L’imaginaire débridé de Jasper Fforde :
les aventures de Thursday Next
- par Sonia Faessel -
Jasper Fforde est un écrivain britannique, d’abord spécialisé dans le cinéma (mise au point de la caméra), puis enfin publié après 76 refus en 2001 chez Penguin Books pour The Jane Eyre Affair, première aventure de son héroïne Thursday Next. Suivront 6 romans, répartis en deux saisons. La première se situe en 1985/86, Thursday Next a 38 ans et l’on suit ses enquêtes dans Délivrez-moi, Le Puits des histoires perdues, et Sauvez Hamlet, traduits au Fleuve Noir puis chez 10/18 et écrits de 2001 à 2004.
Fort de son succès aux Etats Unis, où L’Affaire Jane Eyre est devenu immédiatement un livre culte, Fforde continue la série avec trois romans : Le Début de la fin, Le Mystère du hareng saur et Petit enfer dans la bibliothèque (2007-2012). Cette seconde saison se situe 20 ans plus tard, et Thursday Next a bien du mal à mener une vie familiale cohérente. Le dernier roman de la série : Petit enfer dans la bibliothèque (The Woman Who Died a Lot) est introuvable à l’heure actuelle, épuisé dans la traduction française de 2014, sauf à le payer une fortune sur le marché de l’occasion. Avis aux anglicistes !
J’ai donc dévoré les 6 romans de la série, et je vous recommande cette plongée dans un imaginaire particulièrement riche et parfaitement déjanté. Fforde concocte une tambouille tout à fait réussie avec le policier et la SF, ce qui est rare pour un mélange des genres.

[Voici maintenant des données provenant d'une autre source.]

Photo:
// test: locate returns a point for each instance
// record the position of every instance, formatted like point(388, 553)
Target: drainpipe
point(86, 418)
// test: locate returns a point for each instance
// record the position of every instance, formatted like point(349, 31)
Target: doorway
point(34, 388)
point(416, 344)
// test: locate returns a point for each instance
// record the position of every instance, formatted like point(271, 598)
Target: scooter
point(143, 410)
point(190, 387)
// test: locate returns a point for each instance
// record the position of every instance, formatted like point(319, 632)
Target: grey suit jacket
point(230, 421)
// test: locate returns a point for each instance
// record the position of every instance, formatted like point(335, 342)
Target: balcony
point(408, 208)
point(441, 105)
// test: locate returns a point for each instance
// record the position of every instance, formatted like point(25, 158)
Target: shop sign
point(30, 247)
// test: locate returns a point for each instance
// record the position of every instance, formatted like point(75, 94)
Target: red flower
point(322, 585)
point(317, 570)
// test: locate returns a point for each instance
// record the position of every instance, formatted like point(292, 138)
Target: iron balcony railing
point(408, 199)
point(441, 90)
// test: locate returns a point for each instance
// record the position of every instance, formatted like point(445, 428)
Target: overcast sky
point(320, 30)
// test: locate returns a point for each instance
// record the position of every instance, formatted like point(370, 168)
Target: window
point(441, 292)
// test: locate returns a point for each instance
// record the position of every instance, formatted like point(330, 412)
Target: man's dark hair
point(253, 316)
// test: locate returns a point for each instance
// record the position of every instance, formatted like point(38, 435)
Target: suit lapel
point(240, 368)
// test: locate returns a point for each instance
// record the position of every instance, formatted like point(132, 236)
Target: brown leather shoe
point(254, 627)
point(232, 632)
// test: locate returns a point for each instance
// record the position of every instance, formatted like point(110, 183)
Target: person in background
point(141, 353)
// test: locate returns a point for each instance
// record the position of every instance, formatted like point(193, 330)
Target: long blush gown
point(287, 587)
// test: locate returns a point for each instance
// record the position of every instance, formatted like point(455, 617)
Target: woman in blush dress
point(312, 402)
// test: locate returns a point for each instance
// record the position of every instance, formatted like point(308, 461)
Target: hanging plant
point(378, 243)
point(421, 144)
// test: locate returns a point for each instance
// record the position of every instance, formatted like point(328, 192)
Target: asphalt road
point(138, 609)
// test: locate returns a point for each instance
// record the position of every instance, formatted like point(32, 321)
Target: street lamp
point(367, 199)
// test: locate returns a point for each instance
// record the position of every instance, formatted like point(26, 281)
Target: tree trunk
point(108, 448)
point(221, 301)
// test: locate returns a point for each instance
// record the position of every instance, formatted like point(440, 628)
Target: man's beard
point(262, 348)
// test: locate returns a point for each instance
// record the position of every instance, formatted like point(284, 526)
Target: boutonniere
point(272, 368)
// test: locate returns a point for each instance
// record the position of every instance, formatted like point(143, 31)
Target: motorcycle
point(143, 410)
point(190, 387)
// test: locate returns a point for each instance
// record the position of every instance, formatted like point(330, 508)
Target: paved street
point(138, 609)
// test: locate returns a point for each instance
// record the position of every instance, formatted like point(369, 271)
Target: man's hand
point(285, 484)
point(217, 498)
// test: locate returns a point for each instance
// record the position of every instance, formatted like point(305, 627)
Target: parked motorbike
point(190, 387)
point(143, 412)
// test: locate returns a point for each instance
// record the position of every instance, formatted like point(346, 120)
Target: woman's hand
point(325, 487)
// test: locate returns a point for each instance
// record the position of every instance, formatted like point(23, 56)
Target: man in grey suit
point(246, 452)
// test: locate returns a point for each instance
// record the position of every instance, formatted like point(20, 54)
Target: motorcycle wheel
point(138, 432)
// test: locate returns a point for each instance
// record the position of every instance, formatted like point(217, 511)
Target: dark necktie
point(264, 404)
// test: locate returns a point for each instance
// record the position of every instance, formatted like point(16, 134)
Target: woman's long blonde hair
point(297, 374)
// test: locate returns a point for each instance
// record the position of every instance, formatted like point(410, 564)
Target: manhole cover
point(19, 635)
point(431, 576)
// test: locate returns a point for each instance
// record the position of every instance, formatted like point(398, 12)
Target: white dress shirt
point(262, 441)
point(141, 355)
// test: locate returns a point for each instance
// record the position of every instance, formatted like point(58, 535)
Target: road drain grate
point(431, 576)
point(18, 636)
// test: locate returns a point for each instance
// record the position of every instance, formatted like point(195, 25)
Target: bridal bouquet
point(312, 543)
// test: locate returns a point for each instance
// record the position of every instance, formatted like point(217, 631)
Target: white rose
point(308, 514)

Nous sommes en 1985, dans une Angleterre républicaine, et dans un monde qui mêle la technologie futuriste et un passé victorien, sans être du steam punk néanmoins. Le parti Whig (XIXe siècle) existe toujours, le Tsar aussi, la guerre de Crimée dure depuis 30 ans. Mais on peut aller de Londres à Sydney en 40 minutes en empruntant le gravitube, qui passe par le noyau terrestre pour vous déposer de l’autre côté du globe. Swindon, la ville natale de Thursday Next, ressemble à une bourgade des années soixante, mais l’île de Man, siège de la multinationale Goliath la bien nommée est futuriste, alignant des immeubles dignes de la tour Califat et une technologie semblable à Coruscant. Le décor hétéroclite est agrémenté de créations génétiques d’espèces disparues : un dodo est le compagnon de Thursday, animal parfaitement idiot, des mammouths très encombrants ravagent routes et jardins, des hommes de Neandertal servent de manœuvres et sont la propriété de leur créateur Goliath. Ils sont considérés comme non humains et parviendront finalement à un statut plus juste, sans avoir néanmoins accès à la citoyenneté. Leur particularité : ils détectent immédiatement le mensonge par l’observation du langage corporel, leur moyen de communication privilégié. Leur tribu n’a guère d’admiration pour l’homo sapiens qui passe son temps à se mentir et à mentir aux autres.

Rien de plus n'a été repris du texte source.